Operating System Development from Scratch – Getting started, bootloader development – Part 2

lovelacec (31)in #computer • 4 years ago

Hello everybody, it’s me, Lovelace. In this entry, we will talk a little about memory, the boot process of a BIOS machine and we will get to write our bootloader :O.

Let’s get started by talking a little about memory.

What's memory?

Memory is a piece of hardware that allows computers to store information. Random Access Memory (RAM) is your computer’s main memory, here programs can read and write information. Read-Only Memory (ROM) is a form of memory that can only be read from.

Let’s talk about the difference between RAM and ROM now. RAM is a writable memory that can be written or read from, it is used only for temporary storage and all its data is lost when you power off your computer. When would you use RAM? Well, you would use it when you write a program that deals with variables. For example, Whenever you program in C and you have a program that stores 50 to a variable called `A’, “50” is getting stored in your computer’s memory. When you power off your computer, that “50” is gone forever.

In contrast, ROM cannot be written through normal means, it is permanent and will keep its data after power loss so, whenever you power off your computer, the ROM will be the same when you put it back on.
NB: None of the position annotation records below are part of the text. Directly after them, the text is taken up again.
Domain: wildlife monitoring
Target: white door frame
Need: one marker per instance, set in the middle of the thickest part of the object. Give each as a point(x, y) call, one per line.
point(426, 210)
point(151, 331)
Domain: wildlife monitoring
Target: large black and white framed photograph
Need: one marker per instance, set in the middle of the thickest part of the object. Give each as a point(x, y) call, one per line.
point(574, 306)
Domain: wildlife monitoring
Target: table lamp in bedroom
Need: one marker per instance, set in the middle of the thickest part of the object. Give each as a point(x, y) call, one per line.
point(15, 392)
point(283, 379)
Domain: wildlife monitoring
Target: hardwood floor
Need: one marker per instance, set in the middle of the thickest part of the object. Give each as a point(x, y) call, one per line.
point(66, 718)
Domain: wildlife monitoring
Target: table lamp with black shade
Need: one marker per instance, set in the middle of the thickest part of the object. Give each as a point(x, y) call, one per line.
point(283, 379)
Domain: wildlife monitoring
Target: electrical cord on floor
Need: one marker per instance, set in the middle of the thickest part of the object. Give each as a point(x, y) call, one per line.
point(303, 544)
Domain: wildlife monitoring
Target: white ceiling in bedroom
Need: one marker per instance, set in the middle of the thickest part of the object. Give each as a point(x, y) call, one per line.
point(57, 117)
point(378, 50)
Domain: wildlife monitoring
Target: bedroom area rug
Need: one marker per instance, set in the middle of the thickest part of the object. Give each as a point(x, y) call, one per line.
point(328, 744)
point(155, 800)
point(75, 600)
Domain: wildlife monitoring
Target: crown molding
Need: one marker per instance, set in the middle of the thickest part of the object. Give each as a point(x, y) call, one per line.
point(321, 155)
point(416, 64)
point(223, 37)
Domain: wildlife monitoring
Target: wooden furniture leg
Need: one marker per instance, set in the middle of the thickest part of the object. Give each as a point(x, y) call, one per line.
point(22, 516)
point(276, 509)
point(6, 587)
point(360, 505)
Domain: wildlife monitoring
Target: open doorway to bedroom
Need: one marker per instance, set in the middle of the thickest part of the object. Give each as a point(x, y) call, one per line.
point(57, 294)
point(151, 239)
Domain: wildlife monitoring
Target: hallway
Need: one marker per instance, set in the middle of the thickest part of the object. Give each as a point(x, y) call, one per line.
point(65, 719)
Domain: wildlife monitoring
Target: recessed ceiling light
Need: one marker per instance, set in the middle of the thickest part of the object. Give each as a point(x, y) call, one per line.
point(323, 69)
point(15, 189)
You generally use ROM when creating programs for embedded devices, for example, the BIOS in your computer.

Memory is generally accessed linearly, for example, you might say “read from memory address 50”, this will read from memory address 50 to, you might say, memory address 78, the data is stored in order.

The Boot process

Let’s talk now about the steps your computer takes before booting into your operating system.

First, the BIOS is executed from ROM (Read-Only memory), the BIOS then loads an operating system’s bootloader into address 0x7c00, once it’s loaded into that address, it will execute it and then, the bootloader, will load the kernel and the kernel, then, will load and execute essential pieces of the operating system.

What is a bootloader?

A bootloader is a small program that is responsible for loading the kernel of an operating system.

When the computer first boots, the processor is in a compatibility mode called real mode and it only gives us access to one megabyte of memory, it runs only 16-bit code, we are very limited at this mode, that’s why we write a bootloader which will put us into what’s known as protected mode, which will give us access to four gigabytes of memory and we will be running 32-bit code.

So, a bootloader’s job is to load our kernel into memory, switches the processor to 32-bit protected mode and then executes our kernel.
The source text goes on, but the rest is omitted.